Argumentasi mereka seringkali menekankan aspek historis (Pancasila lahir dari penggalian nilai-nilai luhur bangsa oleh Soekarno), filosofis (sebagai pandangan hidup bangsa), dan praktis (sebagai satu-satunya dasar yang dapat menyatukan berbagai etnis, agama, dan budaya di Indonesia). Mereka khawatir bahwa dasar negara agama akan memecah belah bangsa dan mengancam persatuan.
Tokoh-tokoh seperti Mr. Wilopo (PNI), R.K. Aditjokro (Parkindo), dan Mr. Teuku Mohammad Hasan (PNI) adalah beberapa dari suara lantang yang membela Pancasila. Mereka berpendapat bahwa negara tidak boleh dicampuradukkan dengan urusan agama secara institusional, tetapi harus menjamin kebebasan beragama bagi setiap warganya.
b. Kubu Islam
Kubu Islam, yang dimotori oleh Masyumi dan Nahdlatul Ulama (NU), serta didukung oleh partai-partai Islam lainnya seperti Partai Syarikat Islam Indonesia (PSII) dan Persatuan Tarbiyah Islamiyah (Perti), memperjuangkan Islam sebagai dasar negara. Mereka berargumen bahwa mayoritas rakyat Indonesia adalah Muslim dan oleh karena itu, konstitusi harus mencerminkan identitas keislaman bangsa.
Masyumi, yang lebih modernis dan ideologis, cenderung mengusulkan negara Islam dalam bentuk formal dengan syariat Islam sebagai dasar hukumnya. Mereka melihat Islam sebagai *din wa daulah* (agama dan negara) yang tidak dapat dipisahkan. Tokoh-tokoh seperti Moh. Natsir dan K.H. Isa Anshary adalah pembela gigih dasar Islam. Mereka berpendapat bahwa Islam memiliki sistem hukum dan etika yang komprehensif untuk mengatur kehidupan bernegara dan bermasyarakat.
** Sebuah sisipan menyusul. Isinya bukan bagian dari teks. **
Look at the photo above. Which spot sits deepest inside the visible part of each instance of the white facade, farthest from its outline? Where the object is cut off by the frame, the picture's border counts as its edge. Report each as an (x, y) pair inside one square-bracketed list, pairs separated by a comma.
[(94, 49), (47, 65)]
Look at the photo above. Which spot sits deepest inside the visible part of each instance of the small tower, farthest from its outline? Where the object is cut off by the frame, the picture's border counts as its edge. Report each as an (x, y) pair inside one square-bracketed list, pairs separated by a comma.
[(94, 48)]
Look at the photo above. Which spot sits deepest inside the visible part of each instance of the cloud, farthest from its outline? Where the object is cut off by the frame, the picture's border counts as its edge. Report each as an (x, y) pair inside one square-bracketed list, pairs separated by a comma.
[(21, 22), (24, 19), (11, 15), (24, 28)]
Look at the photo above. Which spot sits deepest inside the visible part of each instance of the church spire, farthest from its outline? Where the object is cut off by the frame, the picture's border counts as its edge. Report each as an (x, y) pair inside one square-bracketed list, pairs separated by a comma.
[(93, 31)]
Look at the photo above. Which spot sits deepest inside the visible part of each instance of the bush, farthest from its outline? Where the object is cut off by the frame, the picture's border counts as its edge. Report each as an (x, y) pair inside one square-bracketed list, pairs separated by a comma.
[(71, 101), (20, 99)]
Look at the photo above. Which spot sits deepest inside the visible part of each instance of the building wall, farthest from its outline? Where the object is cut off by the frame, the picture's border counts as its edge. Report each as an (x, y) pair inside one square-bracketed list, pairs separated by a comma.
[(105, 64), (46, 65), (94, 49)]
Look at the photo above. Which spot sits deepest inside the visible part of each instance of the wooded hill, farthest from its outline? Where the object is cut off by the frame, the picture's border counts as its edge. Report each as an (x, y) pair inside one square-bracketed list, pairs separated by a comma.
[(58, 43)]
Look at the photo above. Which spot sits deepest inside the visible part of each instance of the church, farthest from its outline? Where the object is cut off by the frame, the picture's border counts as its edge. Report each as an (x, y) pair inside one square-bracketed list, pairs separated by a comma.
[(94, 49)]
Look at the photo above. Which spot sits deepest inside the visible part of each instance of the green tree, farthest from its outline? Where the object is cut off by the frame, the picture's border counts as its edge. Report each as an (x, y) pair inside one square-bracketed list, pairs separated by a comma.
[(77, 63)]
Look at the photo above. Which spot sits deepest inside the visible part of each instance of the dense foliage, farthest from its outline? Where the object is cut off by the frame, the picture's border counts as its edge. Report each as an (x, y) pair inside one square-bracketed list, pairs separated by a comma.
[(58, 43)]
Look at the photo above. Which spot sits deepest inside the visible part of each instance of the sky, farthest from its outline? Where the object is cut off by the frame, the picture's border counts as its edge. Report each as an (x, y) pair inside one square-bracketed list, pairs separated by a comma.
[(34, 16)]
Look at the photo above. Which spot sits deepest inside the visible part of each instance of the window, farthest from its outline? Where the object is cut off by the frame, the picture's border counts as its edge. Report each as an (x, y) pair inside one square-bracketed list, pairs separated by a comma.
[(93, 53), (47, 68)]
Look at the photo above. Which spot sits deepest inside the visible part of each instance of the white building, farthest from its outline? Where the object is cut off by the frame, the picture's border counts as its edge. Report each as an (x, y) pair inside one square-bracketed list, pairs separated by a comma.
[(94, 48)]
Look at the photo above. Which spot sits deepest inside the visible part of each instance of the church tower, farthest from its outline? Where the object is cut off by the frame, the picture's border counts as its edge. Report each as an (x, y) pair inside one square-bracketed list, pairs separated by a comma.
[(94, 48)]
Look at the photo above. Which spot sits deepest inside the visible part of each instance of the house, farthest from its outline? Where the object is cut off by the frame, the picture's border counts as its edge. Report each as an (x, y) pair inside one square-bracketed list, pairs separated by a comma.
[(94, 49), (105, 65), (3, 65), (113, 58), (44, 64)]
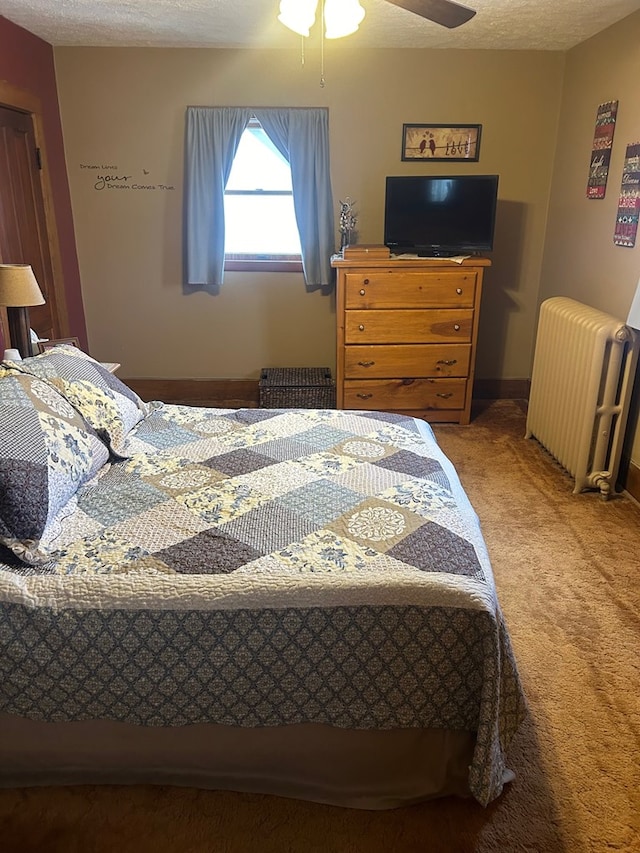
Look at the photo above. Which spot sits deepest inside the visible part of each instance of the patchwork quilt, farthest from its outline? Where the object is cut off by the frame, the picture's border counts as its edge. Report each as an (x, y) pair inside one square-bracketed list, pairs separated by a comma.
[(262, 567)]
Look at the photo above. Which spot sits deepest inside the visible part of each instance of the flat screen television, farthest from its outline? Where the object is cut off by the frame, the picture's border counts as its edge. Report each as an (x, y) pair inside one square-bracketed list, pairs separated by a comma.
[(440, 216)]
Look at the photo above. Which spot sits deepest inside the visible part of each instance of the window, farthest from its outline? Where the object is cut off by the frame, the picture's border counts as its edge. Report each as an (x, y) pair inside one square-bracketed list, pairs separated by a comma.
[(260, 224), (212, 137)]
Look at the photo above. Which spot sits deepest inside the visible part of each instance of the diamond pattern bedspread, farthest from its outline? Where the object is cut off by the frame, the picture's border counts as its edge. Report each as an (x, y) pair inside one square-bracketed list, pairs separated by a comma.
[(266, 567)]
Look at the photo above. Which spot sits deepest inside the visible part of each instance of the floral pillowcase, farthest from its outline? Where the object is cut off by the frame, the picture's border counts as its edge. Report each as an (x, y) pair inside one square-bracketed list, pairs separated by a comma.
[(47, 452), (106, 403)]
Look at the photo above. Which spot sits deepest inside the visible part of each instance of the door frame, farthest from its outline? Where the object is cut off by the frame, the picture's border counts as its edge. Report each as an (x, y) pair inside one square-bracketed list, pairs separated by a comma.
[(23, 101)]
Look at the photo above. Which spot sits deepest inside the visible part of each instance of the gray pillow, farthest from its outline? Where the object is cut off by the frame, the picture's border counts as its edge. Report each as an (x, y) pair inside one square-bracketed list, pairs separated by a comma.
[(47, 452), (103, 400)]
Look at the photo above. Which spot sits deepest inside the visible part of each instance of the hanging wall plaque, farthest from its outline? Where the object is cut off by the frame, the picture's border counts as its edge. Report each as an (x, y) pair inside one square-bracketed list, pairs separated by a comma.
[(601, 150), (629, 202)]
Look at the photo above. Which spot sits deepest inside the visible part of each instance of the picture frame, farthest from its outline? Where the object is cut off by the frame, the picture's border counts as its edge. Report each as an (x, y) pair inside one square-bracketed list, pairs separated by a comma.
[(441, 142), (43, 346)]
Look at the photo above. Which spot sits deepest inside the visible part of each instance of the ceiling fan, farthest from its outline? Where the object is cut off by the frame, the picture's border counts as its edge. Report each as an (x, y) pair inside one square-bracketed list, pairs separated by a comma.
[(343, 17), (443, 12)]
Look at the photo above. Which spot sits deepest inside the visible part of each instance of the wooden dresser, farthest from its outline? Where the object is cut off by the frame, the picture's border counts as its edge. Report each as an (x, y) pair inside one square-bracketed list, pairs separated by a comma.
[(407, 331)]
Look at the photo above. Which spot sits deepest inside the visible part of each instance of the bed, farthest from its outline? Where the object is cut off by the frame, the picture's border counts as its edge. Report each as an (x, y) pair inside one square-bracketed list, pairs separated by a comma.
[(289, 601)]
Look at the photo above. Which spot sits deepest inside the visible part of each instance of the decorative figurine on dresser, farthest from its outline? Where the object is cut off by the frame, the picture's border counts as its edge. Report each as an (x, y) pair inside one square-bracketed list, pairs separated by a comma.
[(407, 331)]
Sementara itu, NU, yang lebih tradisionalis, meskipun juga menginginkan dasar Islam, cenderung lebih fleksibel dalam bentuk implementasinya. NU lebih menekankan pada nilai-nilai Islam yang masuk ke dalam undang-undang, tanpa harus secara eksplisit menyatakan "negara Islam". K.H. Wahab Chasbullah dan K.H. Idham Chalid adalah tokoh penting dari NU yang memberikan sumbangsih dalam perdebatan ini. Mereka seringkali merujuk pada sejarah kerajaan-kerajaan Islam di Nusantara dan peran ulama dalam perjuangan kemerdekaan.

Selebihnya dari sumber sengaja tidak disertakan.